ONG denuncia. Pelo menos 30 mortos em protestos no Irão

Cerca de três dezenas de manifestantes foram mortos nos últimos dez dias por todo o Irão, denunciou a Agência de Notícias de Ativistas de Direitos Humanos (HRANA). De acordo com a Reuters, estes grupos de Direitos Humanos reportam ainda que mais de mil pessoas foram presas.

Carla Quirino - RTP /
Imagem desta terça-feira mostra forças de segurança usando gás lacrimogéneo para dispersar manifestantes no bazar de Teerão. AFP

Os protestos começaram a 28 de dezembro, quando os comerciantes foram para as ruas da capital iraniana, Teerão, para demonstrar descontentamento perante a queda acentuada do valor do Rial Iraniano em relação ao dólar americano no mercado aberto (1 dólar - 42000 RI).

A moeda nacional já tinha caído para um valor recorde no ano passado, altura em que a inflação subiu 40 por cento.

Com a economia enfraquecida pela má gestão e corrupção, juntaram-se ainda as sanções internacionais sobre o programa nuclear do Irão.

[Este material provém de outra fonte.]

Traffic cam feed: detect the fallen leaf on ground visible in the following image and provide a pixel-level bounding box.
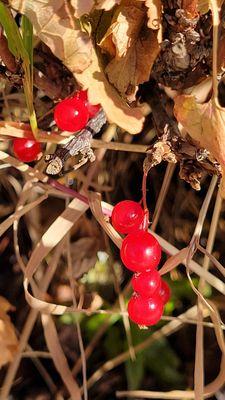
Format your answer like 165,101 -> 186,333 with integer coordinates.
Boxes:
197,0 -> 224,14
0,296 -> 18,368
99,0 -> 145,58
145,0 -> 162,29
99,0 -> 160,101
96,0 -> 121,11
10,0 -> 92,72
71,0 -> 94,18
174,95 -> 225,197
75,45 -> 144,134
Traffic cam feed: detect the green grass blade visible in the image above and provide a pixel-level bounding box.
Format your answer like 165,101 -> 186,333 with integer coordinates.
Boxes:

A insatisfação da população desencadeou protestos por todo o país. As manifestações engrossaram com comerciantes e estudantes universitários espalhando o movimento por outras cidades.

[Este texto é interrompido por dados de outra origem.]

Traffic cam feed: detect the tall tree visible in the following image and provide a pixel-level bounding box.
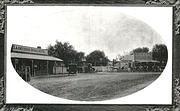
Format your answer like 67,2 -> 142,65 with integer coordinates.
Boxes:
48,41 -> 84,66
152,44 -> 168,63
86,50 -> 109,66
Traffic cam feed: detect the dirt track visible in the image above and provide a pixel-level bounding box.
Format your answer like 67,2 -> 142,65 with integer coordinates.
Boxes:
30,73 -> 160,101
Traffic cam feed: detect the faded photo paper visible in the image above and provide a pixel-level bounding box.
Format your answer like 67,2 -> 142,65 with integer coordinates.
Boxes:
6,5 -> 173,105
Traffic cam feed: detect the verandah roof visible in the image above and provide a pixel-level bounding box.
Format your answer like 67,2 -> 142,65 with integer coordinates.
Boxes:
11,52 -> 63,61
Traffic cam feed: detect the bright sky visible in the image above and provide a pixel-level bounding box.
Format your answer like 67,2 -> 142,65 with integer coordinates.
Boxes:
7,6 -> 172,60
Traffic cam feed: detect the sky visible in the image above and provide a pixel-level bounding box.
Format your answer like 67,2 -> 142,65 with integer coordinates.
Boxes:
7,6 -> 169,60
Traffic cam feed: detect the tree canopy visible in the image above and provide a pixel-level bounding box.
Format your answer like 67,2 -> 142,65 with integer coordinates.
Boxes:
133,47 -> 149,53
152,44 -> 168,63
48,41 -> 84,66
86,50 -> 109,66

A Agência de Notícias de Ativistas de Direitos Humanos (HRANA), com sede em vários países, reportou que pelo menos 29 pessoas foram mortas durante os últimos 10 dias de protestos em todo o território.

Duas das mortes confirmadas até à noite de segunda-feira diziam respeito a elementos das forças de segurança. Outras quatro mortes foram de jovens com menos de 18 anos. A Euronews avança com 35 mortes, de acordo com vários outros grupos de Direitos Humanos.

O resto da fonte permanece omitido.